Bitcoin Magazine

NYT Names Adam Back as Bitcoin’s Creator, but Back Says No

The New York Times published an investigation Tuesday arguing that Adam Back, a British cryptographer and longtime figure in the Bitcoin community, is the most credible candidate yet for Satoshi Nakamoto — the pseudonymous inventor of Bitcoin. 

Back denied the claim before the story ran, denied it inside the story, and denied it again in a public post on X after publication.

“I’m not satoshi, but I was early in laser focus on the positive societal implications of cryptography, online privacy and electronic cash, hence my ~1992 onwards active interest in applied research on ecash, privacy tech on cypherpunks list which led to hashcash and other ideas,” Back wrote on X.

The Times investigation leans on textual analysis of old emails and forum posts. The methodology focuses on writing patterns, including the use of double hyphens and British spelling conventions. The Times noted that early researchers had explored concepts such as peer-to-peer systems, proof-of-work, and routing models that looked like prototypes for Bitcoin, and that Back’s archived writing contained a high density of those overlaps.
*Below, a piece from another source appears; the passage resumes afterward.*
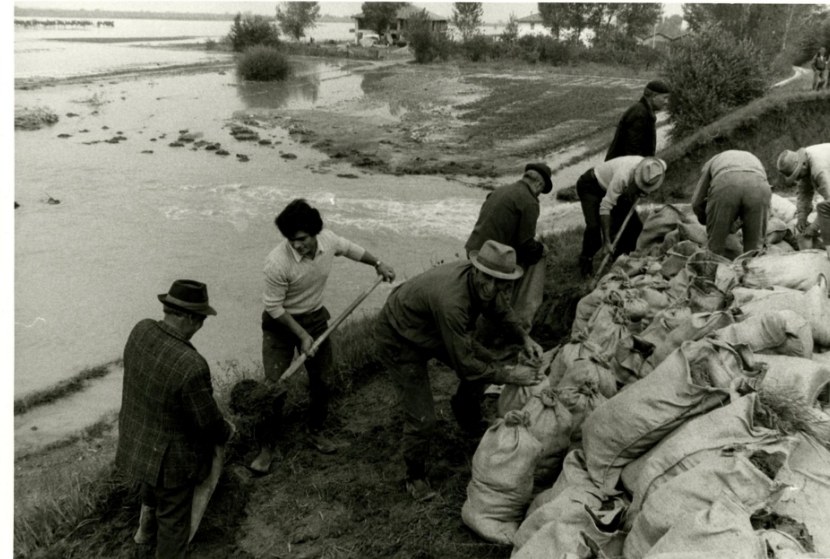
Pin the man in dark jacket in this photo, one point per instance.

Back, who developed Hashcash in 1997 — a proof-of-work system later incorporated into Bitcoin’s design — acknowledged the surface-level similarities but offered a structural counter. 

Because he wrote at length on the cypherpunks mailing list about electronic cash and privacy from around 1992 onward, he argued, his old writing is simply easier to match against Satoshi’s than the writing of contributors who posted far less. 
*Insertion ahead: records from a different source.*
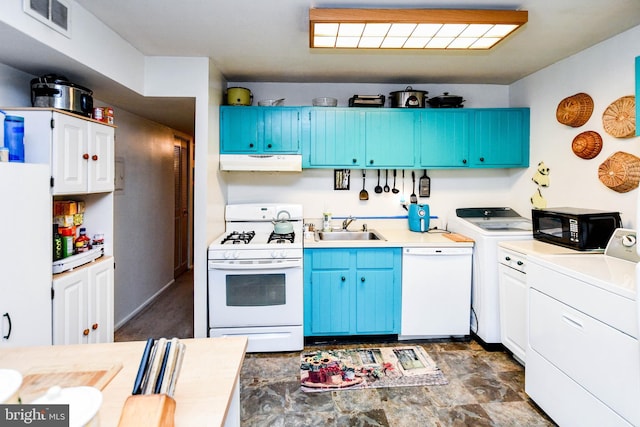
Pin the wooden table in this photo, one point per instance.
(208, 382)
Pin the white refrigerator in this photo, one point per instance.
(25, 254)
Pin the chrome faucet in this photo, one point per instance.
(347, 222)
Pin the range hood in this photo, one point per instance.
(261, 162)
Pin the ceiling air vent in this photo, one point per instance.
(54, 13)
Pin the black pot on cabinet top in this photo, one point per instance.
(446, 101)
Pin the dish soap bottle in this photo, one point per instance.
(326, 221)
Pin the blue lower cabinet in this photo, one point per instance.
(352, 291)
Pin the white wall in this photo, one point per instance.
(15, 87)
(605, 72)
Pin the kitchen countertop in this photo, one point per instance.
(395, 237)
(536, 247)
(208, 376)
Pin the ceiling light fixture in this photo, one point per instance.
(451, 29)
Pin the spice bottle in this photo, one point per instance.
(57, 244)
(67, 241)
(83, 241)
“The rest is a combination of coincidence and similar phrases from people with similar experience and interests,” Back wrote on X.

He also addressed a specific passage in the Times story that treated one of his remarks in a reporter interview as a possible slip. Back said the comment was about confirmation bias in the research process, not an accidental self-disclosure.
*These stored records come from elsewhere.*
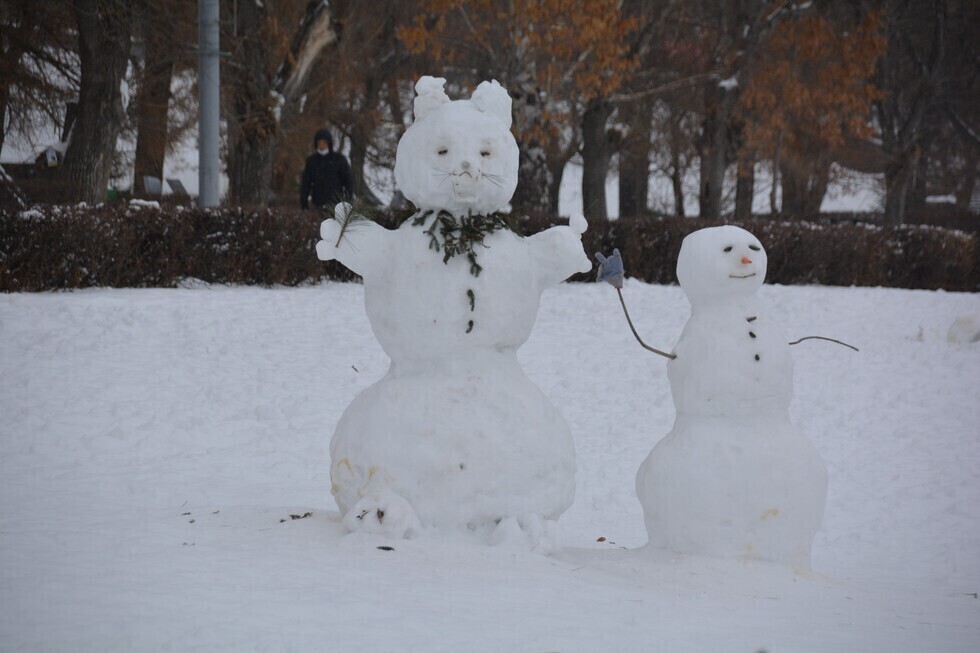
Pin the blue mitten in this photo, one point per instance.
(611, 269)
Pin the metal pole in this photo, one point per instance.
(209, 84)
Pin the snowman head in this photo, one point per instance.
(719, 263)
(458, 156)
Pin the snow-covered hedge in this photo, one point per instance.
(52, 247)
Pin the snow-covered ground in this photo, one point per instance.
(154, 443)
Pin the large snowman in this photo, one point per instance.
(733, 478)
(455, 434)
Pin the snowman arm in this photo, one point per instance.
(558, 252)
(637, 335)
(357, 242)
(796, 342)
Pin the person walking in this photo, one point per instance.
(327, 177)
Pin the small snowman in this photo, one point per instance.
(733, 478)
(455, 434)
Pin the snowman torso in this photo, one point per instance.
(731, 360)
(422, 308)
(733, 478)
Adam Back, Satoshi identity claim faces skepticism

The report did not produce documentary proof — no private key demonstration, no verified direct communication from Satoshi’s wallet address, and no corroborating witness on the record. The case rests on stylometric analysis and pattern matching, tools that carry real analytical weight but have not, in prior Satoshi investigations, produced conclusions that the broader Bitcoin community has accepted.

Several credible voices expressed skepticism. Joe Weisenthal, a Bloomberg columnist and co-host of the Odd Lots podcast, said he was “not 100% convinced by the evidence or the conclusion.” He noted that shared political views on privacy and internet architecture were common across the cypherpunk cohort and do not single out any one person. He also pointed out that hyphenation habits vary and are a fragile basis for attribution.

Nicholas Gregory, an early Bitcoin participant in the U.K., said he did not believe Back was Satoshi based on personal interactions, according to CoinDesk reporting. He also raised a practical concern: public identification of the person behind the pseudonym, whoever that is, could put that individual and their family in physical danger. According to crypto exchange Arkham, Satoshi’s Bitcoin holdings are worth roughly $73 billion.

This is not the first time a major outlet has believed it solved the mystery. A 2024 documentary pointed to developer Peter Todd, who also denied the claim and whose case ultimately failed to persuade.